The plasmids used in this study were constructed as follows. The cDNA fragment of mouse ProT was excised from pJ6Ω-ProT19 by digestion with HindIII and EcoRI and then cloned into the HindIII/EcoRI sites of pcDNA3.1 and pcDNA3.1/myc-His (Invitrogen) to generate pcDNA3.1-ProT and pcDNA3.1/ProT-myc/His, respectively. Subsequently, pcDNA3.1-ProT was digested with PmeI and EcoRI to excise the ProT coding sequence, which was then ligated into the PmeI/EcoRI sites of pWPXL52 to replace the GFP gene to yield pWPXL-ProT. An IRES-GFP fragment was excised from PWPI by EcoRI digestion and subcloned into the EcoRI site of pWPXL-ProT to generate pWPXL-ProT-IRES-GFP. The pcDNA3.1-ProT was digested with HindIII and PmeI and subcloned into the the HindIII/SmaI sites of pEGFP-C1 (Clontech) to generate a GFP-tagged ProT expression plasmid (pEGFP-C1-ProT). Moreover, the CMV promoter-driven Flag-tagged fusion cassette was excised from pCMV-tag2B by NdeI and BamHI digestion and cloned into the NdeI/BglII sites of pEGFP-C1-ProT to replace the GFP coding sequence, yielding a Flag-tagged ProT expression plasmid (pCMV-tag2B-ProT). The cDNA fragment (1,591 bp) of human HDAC2 was obtained from the reverse transcriptase-polymerase chain reaction (RT–PCR) amplification of mRNA from 293T cells with forward primer 5′-ACTATCGCCCCCACGGATCCCTCA-3′ and the reverse primer 5′-TTTCCAATTGAGGGGTTGCTGAGCTGTTCTG-3′ in which a BamHI site and an MfeI site (underlined) were introduced onto the 5′-end and the 3′-end, respectively.

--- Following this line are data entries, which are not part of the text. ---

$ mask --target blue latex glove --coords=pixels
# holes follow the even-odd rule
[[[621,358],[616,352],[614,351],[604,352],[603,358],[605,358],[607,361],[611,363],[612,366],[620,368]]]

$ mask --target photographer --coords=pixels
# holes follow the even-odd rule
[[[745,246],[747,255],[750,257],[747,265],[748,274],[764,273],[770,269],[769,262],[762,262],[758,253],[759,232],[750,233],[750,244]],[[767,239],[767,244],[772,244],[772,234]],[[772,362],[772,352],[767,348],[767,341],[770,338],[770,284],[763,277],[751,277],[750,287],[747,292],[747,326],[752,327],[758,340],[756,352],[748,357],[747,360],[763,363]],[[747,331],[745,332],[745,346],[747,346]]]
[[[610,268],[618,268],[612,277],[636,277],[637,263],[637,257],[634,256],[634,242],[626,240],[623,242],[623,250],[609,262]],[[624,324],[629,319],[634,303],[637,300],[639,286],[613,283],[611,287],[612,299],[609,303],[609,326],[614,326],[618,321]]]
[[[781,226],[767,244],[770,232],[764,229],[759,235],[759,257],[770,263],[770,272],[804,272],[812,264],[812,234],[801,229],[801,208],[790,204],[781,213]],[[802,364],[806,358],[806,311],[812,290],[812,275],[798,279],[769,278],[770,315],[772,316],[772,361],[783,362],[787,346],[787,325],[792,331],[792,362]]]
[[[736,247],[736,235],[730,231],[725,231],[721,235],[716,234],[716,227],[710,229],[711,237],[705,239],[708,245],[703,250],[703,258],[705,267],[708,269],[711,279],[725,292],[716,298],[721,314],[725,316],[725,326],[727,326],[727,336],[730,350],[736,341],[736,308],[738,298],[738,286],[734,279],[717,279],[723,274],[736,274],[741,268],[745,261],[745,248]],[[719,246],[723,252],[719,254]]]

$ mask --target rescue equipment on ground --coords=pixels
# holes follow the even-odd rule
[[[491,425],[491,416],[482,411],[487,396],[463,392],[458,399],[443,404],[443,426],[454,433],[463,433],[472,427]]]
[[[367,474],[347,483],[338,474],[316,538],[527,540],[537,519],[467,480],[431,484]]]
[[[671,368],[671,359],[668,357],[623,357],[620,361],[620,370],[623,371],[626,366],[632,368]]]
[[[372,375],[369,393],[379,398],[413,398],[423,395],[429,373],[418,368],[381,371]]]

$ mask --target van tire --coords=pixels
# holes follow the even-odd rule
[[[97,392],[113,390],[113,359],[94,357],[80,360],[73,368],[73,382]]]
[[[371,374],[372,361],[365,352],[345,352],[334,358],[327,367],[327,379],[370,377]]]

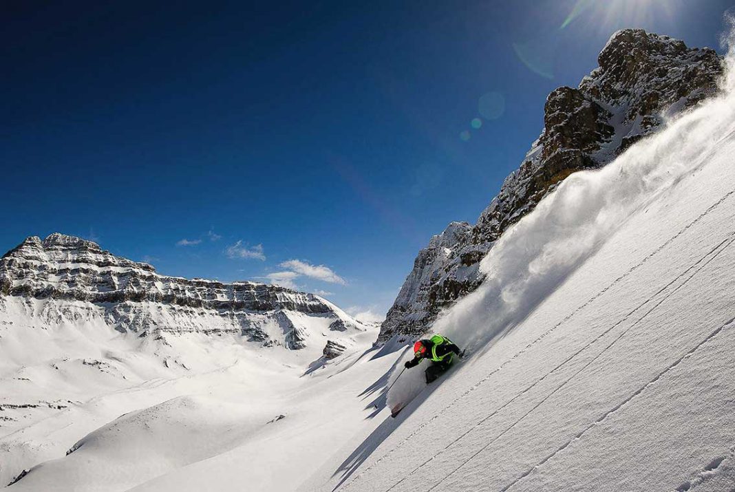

The resulting PCR amplicons were digested with BamHI and MfeI and subcloned into the BamHI/EcoRI sites of pCMV-tag4C (Stratagen) to generate a Flag-tagged HDAC2 expression plasmid (pCMV-tag4C-HDAC2).

Lentiviral vectors

Recombinant lentiviruses coexpressing ProT and enhanced green fluorescent protein (EGFP) or expressing either EGFP-tagged ProT or EGFP alone were individually produced by the transient transfection of 293T cells with pWPXL-ProT-IRES-GFP, pWPXL-EGFP-ProT and pWPT, along with the packaging construct psPAX2 and the VSV-G expression plasmid pMD2G53. For the ProT knockdown experiments, pLKO.1-puro-based lentiviral vectors including stem-loop cassettes encoding shRNA for human ProT (TRCN0000138110, 0000135421, 0000133816, 0000134223 and 0000138750; designated ProT shRNA-1–5), mouse ProT (TRCN0000125359, 0000125360, 0000125361, 0000125362 and 0000125363; designated ProT shRNA 12–15) and luciferase (TRCN 0000072246; designated Luc shRNA) were used. On the basis of real-time RT–PCR analysis, the most efficient shRNA for knockdown of human ProT (shRNA-2) or mouse ProT (shRNA 15) was selected for lentiviral production. Lentiviruses were produced and titrated as previously described52.

CSE and animal models

The CSE was prepared as described with slight modifications21,22,54. One cigarette (Marlboro, Philip Morris USA Inc.) was burned, and the smoke was imported to a vessel containing saline (3 ml per cigarette) using a vacuum pump. The CSE-saline solution was freshly prepared and sterilized via filtration through a 0.22-μm Millipore filter for each injection. Six-week-old male FVB mice or ProT HET transgenic mice were injected intraperitoneally with 0.5 ml of CSE-saline or saline twice a week for 6 weeks. The mice were killed, and the lung tissue sections were subjected to H&E staining and examined for alveolar airspace enlargement. Average airspace area was calculated by dividing the total airspace by the total number of alveoli using MetaMorph software (Universal Imaging Corp.)55. For the in vivo knockdown experiments, six-week-old FVB mice were intratracheally injected with lentiviral vectors expressing shRNA specific to ProT or Luc followed by intraperitoneal injections of CSE or saline twice a week for 6 weeks.

Immunological assays

For the immunohistochemical studies, 5-μm-thick sections of paraffin-embedded human or mouse lung tissue blocks were prepared. The primary antibodies used included monoclonal antibodies against ProT (clone 2F11, ascites fluid)56,57 and polyclonal antibodies against HDAC1 (1:100, Santa Cruz), HDAC2 (1:100, Santa Cruz), HDAC3 (1:100, Santa Cruz), acetylated-lysine (1:800, Cell Signaling), acetylated-Lys310 NF-κB p65 (1:100, Genetex), MMP2 (1:50, Santa Cruz) and MMP9 (1:50, Santa Cruz). Tissue sections were incubated with primary antibodies at 4 °C overnight followed by incubation with horseradish peroxidase-conjugated goat anti-mouse, goat anti-rabbit or donkey anti-goat IgG (1:200, Jackson) at room temperature for 2 h. Negative controls included sections stained with mouse universal negative control (Dako) and isotype control IgG (Santa Cruz). The reactivity was visualized with aminoethyl carbazole (red colour, Zymed) and counterstained with hematoxylin.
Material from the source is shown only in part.